Insights into Perovskite Nano-Catalysts as Oxygen Electrodes for the Electrochemical Splitting of Water

In recent years, electricity-driven hydrogen production by electrochemical splitting of water has received particular attention because of its potential applicability in decentralized energy storage concepts.(1)  Most of the efforts have been focused on the electrochemical reaction occurring at the anode side, the oxygen evolution reaction (OER), since it is source of large overpotentials.(2)
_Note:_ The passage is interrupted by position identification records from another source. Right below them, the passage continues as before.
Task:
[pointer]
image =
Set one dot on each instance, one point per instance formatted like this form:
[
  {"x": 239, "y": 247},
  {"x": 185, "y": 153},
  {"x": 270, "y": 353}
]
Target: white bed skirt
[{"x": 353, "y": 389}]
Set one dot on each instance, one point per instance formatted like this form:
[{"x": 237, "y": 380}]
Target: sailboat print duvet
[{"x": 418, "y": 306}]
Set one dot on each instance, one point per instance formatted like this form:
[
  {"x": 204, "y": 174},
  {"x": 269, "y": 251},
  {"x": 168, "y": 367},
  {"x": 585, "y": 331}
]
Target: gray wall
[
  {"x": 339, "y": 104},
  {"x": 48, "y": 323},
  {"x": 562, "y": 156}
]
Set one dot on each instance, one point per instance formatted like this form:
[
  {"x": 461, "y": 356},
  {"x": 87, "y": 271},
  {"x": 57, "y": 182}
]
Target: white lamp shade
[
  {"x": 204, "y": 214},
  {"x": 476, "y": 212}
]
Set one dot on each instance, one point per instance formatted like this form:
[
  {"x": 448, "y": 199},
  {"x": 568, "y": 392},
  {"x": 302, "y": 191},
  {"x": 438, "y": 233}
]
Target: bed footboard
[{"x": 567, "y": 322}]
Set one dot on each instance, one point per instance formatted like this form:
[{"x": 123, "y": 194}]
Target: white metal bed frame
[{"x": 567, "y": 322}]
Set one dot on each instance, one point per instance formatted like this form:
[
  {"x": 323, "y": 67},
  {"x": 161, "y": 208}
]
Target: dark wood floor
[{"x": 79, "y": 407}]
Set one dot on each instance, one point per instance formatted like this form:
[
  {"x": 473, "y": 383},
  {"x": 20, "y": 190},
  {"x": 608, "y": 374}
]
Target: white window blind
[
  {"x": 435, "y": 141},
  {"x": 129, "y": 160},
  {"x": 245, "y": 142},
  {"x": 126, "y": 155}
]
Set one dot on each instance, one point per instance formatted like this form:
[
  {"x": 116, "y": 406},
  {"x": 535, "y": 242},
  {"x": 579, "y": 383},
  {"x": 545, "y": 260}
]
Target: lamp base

Advances in computational studies and in in situ characterizations can now offer novel insights into the OER mechanism, revealing new perspective in the search for advanced materials. However, at present most of the fundamental studies on OER catalysts have been conducted using bulk techniques and materials with low surface area, which is a questionable approach considering that the OER is a near-surface reaction. In this study,(3) we couple a cutting-edge synthesis method to produce highly active OER nano-catalysts with time resolved X-ray absorption spectroscopy (XAS) measurements able to capture dynamics of the catalyst electronic and local structure during operando conditions. The use of nano-catalysts not only allows achieving outstanding performance, but also reveals electronic and structural changes at the catalysts surface (given the high surface to bulk ratio of nanoparticles) never observed before. Particularly, we could demonstrate that the key for highly active catalysts is a self-assembled, (oxy)hydroxide top layer. This is completely different from the message of several water electrolysis-related publications, which consider the surface of oxide catalysts as an ideal, atomically flat surface. This new concept completely revolutionizes the currently most accepted view of design principles for highly active perovskite catalysts. It also points towards the paramount necessity of investigating other perovskite properties under operando conditions in order to develop accurate design principles for highly active perovskite catalysts.(4)
 
 
 1.       Fabbri E, Habereder A, Waltar K, Kotz R, Schmidt TJ., Catal Sci Technol 2014, 4: 3800-3821.
2.        Fabbri E, Nachtegaal M, Cheng X, Schmidt TJ, Advanced Energy Materials 2015, 5(17) 1402033.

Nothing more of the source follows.